The Timing Gap Between FDD Data and Market Reality
Every FDD data point you analyze is 6–18 months old by the time you read it. Item 20 unit counts reflect the prior fiscal year end, and franchise systems file updated FDDs 120 days after their fiscal year closes. A franchise showing 12% unit growth in the FDD you read in March may have already opened 15 additional units in your metro since that filing closed — units that don't appear in the data but absolutely compete for your customers. The practical impact: your competitor density calculation based on FDD data understates the real competitive landscape by the number of units opened since the filing date. For fast-growing systems like The Junkluggers or Mosquito Authority, that gap can be 5–15% more units than the FDD shows. Verify current unit count by searching Google Maps for the brand name in your metro, checking the franchisor's location finder on their website, and asking the development representative for the current unit count as of today — not the FDD figure. If the development rep's number exceeds the FDD number by more than 10%, the system is in aggressive expansion mode and your competitive analysis needs to account for the growth trajectory, not just the snapshot.

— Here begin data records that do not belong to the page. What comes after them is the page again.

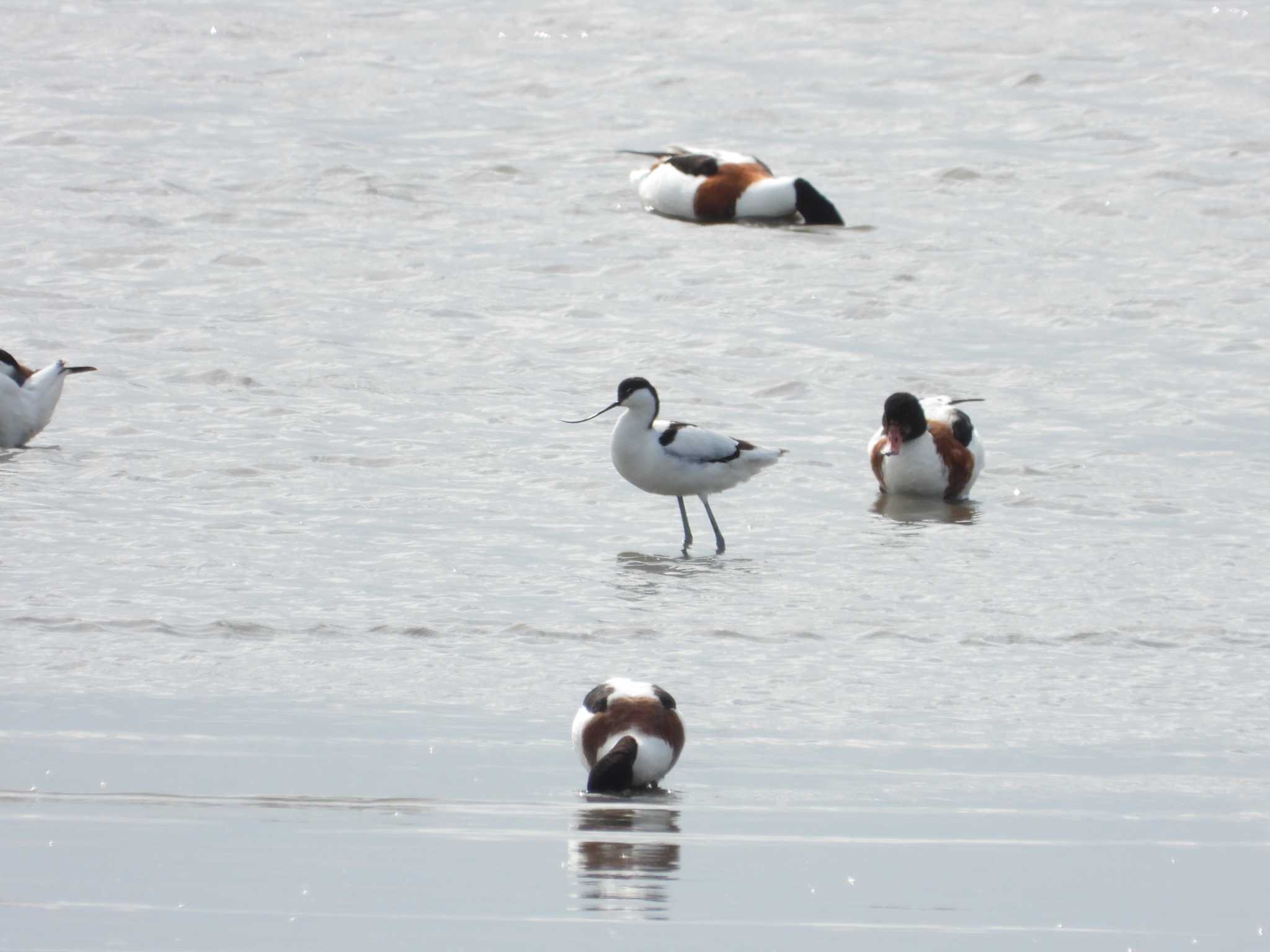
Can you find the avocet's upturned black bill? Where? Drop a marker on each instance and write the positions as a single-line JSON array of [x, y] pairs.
[[926, 447], [677, 459], [718, 186], [628, 735], [29, 398]]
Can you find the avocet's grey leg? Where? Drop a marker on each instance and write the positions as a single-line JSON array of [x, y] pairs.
[[713, 523], [687, 532]]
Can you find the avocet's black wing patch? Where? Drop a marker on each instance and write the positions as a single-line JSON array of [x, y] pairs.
[[703, 165], [741, 447], [597, 699], [962, 428], [672, 432], [615, 771], [11, 367]]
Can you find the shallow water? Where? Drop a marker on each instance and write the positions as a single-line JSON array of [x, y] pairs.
[[304, 586]]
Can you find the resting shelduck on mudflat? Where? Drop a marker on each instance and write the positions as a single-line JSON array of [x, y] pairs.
[[711, 186], [29, 398], [677, 459], [926, 448], [628, 735]]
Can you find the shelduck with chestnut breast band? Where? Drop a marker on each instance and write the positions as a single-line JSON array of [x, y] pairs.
[[717, 186], [926, 447], [628, 735], [29, 398], [677, 459]]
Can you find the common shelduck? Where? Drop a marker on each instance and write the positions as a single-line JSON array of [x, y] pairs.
[[926, 447], [714, 186], [29, 398], [677, 459], [628, 735]]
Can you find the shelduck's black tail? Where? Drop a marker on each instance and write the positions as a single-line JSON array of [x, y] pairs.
[[615, 771], [814, 207]]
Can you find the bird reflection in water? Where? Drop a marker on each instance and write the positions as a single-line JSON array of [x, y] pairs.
[[915, 509], [624, 862]]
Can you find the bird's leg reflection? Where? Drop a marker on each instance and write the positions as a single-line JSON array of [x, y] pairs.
[[628, 873]]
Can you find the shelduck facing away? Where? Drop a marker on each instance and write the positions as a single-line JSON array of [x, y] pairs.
[[29, 398], [713, 186], [628, 735], [677, 459], [926, 447]]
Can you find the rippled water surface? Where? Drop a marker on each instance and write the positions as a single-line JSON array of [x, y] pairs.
[[301, 589]]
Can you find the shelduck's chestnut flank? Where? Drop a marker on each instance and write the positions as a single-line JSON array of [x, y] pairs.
[[926, 447], [628, 735], [717, 186], [29, 398]]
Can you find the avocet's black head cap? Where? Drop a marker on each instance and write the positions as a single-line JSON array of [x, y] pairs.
[[905, 412], [630, 385]]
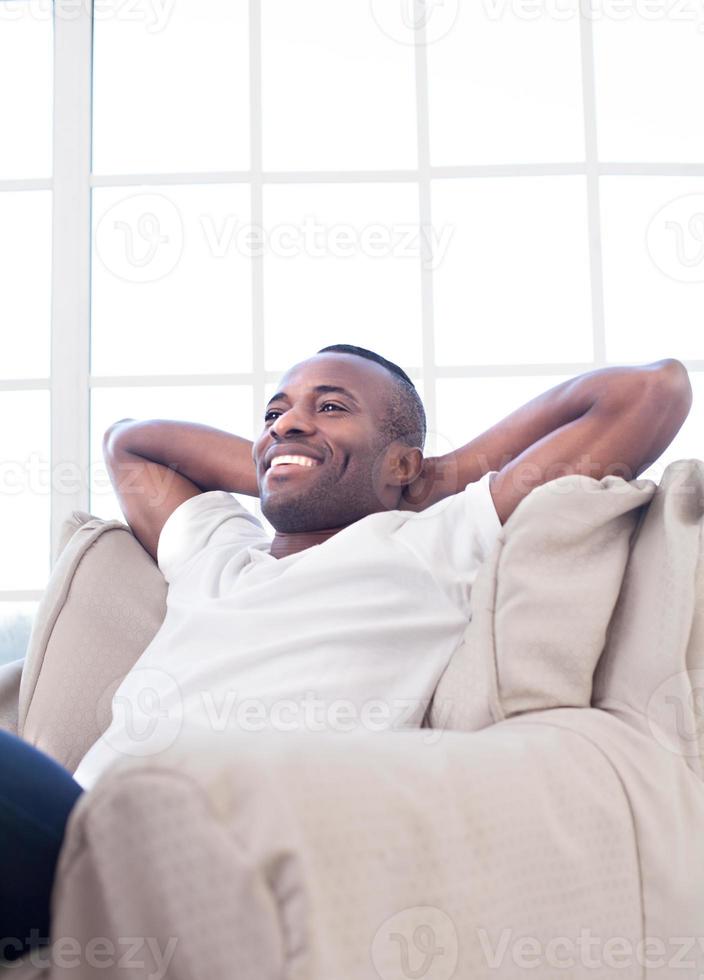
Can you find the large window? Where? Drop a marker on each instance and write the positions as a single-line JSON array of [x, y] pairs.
[[497, 196]]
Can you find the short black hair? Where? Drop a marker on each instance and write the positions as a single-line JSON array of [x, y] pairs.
[[405, 416]]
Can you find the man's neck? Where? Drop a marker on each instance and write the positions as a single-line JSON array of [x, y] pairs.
[[290, 544]]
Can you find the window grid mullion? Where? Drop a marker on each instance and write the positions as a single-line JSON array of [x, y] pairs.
[[70, 311], [425, 216], [592, 175]]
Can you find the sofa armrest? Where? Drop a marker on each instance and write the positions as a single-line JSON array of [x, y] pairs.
[[328, 855], [10, 676]]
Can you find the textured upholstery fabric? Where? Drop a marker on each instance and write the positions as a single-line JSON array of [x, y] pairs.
[[327, 856], [593, 595], [105, 600]]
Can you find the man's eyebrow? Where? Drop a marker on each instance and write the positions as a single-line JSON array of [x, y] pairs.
[[320, 390]]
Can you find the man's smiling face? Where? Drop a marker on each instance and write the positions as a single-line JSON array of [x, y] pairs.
[[350, 473]]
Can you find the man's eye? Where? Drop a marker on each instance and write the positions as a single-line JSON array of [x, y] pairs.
[[275, 411]]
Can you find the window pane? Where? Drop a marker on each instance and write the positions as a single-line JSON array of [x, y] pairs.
[[26, 71], [466, 407], [25, 297], [338, 91], [505, 86], [689, 441], [171, 86], [171, 280], [512, 279], [15, 626], [341, 266], [225, 407], [653, 254], [25, 489], [649, 70]]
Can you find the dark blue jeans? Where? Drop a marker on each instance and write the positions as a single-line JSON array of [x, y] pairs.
[[36, 797]]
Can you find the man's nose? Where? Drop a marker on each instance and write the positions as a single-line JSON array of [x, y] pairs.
[[291, 421]]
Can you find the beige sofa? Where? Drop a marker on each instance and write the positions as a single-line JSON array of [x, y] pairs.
[[550, 823]]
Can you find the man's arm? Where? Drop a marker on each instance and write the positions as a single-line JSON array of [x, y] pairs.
[[613, 420], [156, 465]]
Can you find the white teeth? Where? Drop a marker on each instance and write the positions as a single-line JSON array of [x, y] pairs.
[[298, 460]]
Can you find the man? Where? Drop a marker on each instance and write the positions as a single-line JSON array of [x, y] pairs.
[[364, 591]]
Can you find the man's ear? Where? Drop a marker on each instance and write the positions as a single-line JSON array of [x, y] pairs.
[[409, 464]]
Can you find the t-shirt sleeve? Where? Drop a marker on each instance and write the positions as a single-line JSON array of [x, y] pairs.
[[454, 537], [207, 520]]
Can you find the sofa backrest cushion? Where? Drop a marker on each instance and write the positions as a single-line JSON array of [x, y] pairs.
[[104, 602]]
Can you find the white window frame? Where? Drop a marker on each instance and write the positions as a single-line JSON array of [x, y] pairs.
[[70, 383]]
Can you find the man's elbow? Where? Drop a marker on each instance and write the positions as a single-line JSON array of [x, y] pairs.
[[672, 388]]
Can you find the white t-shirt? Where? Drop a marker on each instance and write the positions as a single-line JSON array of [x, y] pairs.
[[349, 635]]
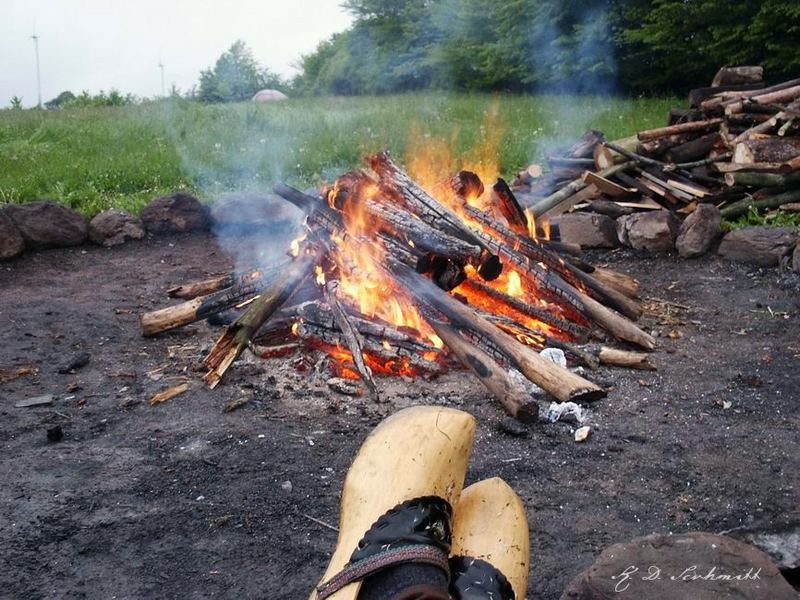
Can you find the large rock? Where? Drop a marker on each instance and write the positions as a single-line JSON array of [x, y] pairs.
[[248, 211], [176, 213], [587, 229], [699, 231], [11, 242], [692, 565], [759, 245], [654, 231], [48, 224], [114, 227]]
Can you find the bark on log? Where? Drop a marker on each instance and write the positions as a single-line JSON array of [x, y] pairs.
[[568, 190], [576, 277], [743, 206], [236, 337], [560, 382], [197, 309], [651, 134], [693, 149], [625, 358], [352, 338], [773, 149], [505, 201], [511, 396], [738, 75], [762, 180]]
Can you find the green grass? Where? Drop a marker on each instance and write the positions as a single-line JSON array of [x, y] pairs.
[[121, 157]]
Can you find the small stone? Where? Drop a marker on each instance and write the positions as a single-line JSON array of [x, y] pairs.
[[587, 229], [699, 231], [513, 427], [581, 433], [47, 224], [114, 227], [11, 242], [77, 362], [760, 245], [35, 401], [176, 213], [55, 434], [654, 231]]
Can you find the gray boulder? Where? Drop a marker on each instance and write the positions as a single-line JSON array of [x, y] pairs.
[[176, 213], [48, 224], [590, 230], [654, 231], [691, 565], [759, 244], [11, 242], [114, 227], [699, 231]]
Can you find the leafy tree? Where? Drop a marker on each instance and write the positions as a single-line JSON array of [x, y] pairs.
[[236, 76]]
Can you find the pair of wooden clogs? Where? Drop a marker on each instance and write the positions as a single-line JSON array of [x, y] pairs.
[[422, 452]]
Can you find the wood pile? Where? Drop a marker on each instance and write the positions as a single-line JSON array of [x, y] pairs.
[[395, 279], [737, 146]]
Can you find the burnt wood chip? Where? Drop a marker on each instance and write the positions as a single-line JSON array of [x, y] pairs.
[[77, 362]]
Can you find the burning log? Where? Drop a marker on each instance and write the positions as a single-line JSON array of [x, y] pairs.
[[553, 200], [505, 201], [534, 251], [528, 309], [512, 397], [197, 309], [352, 338], [430, 210], [561, 383], [691, 126], [237, 336]]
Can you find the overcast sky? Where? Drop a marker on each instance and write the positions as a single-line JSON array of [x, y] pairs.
[[102, 44]]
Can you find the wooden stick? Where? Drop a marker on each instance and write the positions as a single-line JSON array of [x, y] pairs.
[[353, 339], [651, 134], [560, 382], [743, 206], [236, 337], [624, 358], [197, 309], [511, 396], [568, 190]]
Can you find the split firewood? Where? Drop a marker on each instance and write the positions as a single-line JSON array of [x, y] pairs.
[[743, 206], [651, 134]]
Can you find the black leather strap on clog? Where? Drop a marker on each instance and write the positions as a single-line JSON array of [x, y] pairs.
[[416, 531], [475, 579]]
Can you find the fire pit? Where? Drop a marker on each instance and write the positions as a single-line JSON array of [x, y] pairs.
[[396, 277]]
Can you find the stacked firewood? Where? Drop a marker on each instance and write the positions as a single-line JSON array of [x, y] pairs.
[[392, 278], [737, 146]]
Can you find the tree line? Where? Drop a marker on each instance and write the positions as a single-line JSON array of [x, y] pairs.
[[627, 46]]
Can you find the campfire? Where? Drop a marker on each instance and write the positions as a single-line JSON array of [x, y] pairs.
[[398, 277]]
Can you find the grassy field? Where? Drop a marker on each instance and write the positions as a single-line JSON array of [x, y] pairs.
[[93, 159]]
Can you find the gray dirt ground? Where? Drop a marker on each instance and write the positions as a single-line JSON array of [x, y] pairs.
[[183, 500]]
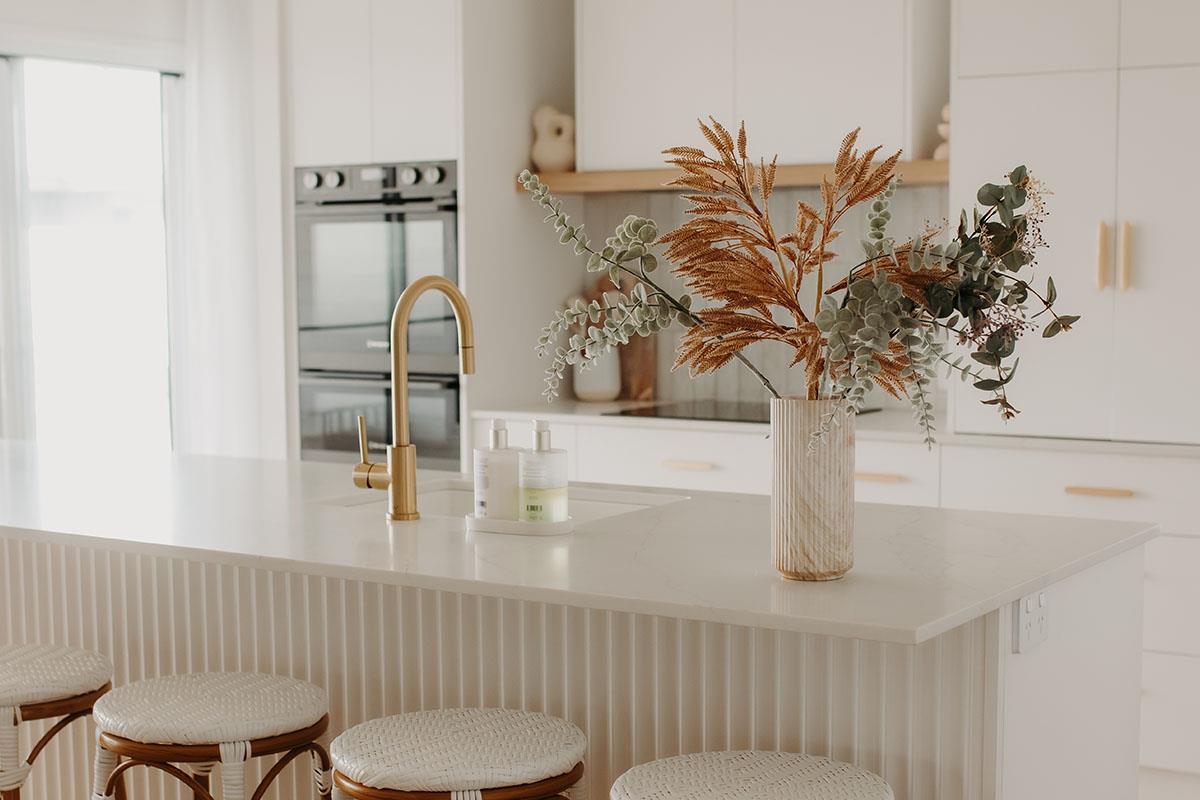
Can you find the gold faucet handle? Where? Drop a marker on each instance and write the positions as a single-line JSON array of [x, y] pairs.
[[369, 475], [364, 453]]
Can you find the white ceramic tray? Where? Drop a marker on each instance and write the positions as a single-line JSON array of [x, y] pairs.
[[483, 524]]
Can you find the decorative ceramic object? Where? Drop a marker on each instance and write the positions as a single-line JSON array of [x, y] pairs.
[[942, 152], [553, 139], [811, 491]]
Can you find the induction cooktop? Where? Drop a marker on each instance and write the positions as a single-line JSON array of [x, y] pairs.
[[709, 410]]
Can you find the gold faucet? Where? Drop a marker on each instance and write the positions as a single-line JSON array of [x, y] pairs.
[[399, 475]]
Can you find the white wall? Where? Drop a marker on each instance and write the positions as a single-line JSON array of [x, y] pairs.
[[136, 32], [516, 55]]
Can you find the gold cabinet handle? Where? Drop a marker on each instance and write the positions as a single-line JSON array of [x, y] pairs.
[[689, 465], [880, 477], [1102, 257], [1125, 260], [1098, 491]]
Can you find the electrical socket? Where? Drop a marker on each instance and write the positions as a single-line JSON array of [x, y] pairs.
[[1031, 621]]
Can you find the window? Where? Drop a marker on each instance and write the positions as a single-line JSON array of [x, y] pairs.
[[89, 217]]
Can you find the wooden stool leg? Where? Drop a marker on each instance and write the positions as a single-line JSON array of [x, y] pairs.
[[106, 762]]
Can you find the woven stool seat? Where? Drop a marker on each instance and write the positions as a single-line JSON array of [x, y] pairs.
[[457, 750], [749, 775], [210, 708], [39, 673]]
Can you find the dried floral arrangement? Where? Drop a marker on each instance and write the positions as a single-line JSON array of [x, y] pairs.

The Franchise Resale Market as a Competitive Intelligence Source
BizBuySell, Franchise Gator's resale section, and franchise broker listings contain a competitive signal that no FDD provides: what franchisees are willing to sell their units for. A market where three competitors have listed their units at 1.5x–2x annual revenue is healthy — owners are cashing in on profitable operations. A market where competitors are listing at 0.5x–0.8x revenue (or worse, listing "business + equipment" with no goodwill premium) signals distress — these operators are trying to recover their investment and exit. When you see 4+ resale listings from different brands in the same metro, the market itself may be over-franchised regardless of what any individual FDD shows. The resale listings also reveal asking prices and time-on-market: a unit listed for 8+ months at a declining price tells you more about local market conditions than any Item 19 average. Before finalizing your competitive analysis, search resale listings for your category + metro. If competitors are selling at distressed multiples, your $300,000 investment is entering a market that existing operators are trying to leave — and they have years of local operating data that you don't.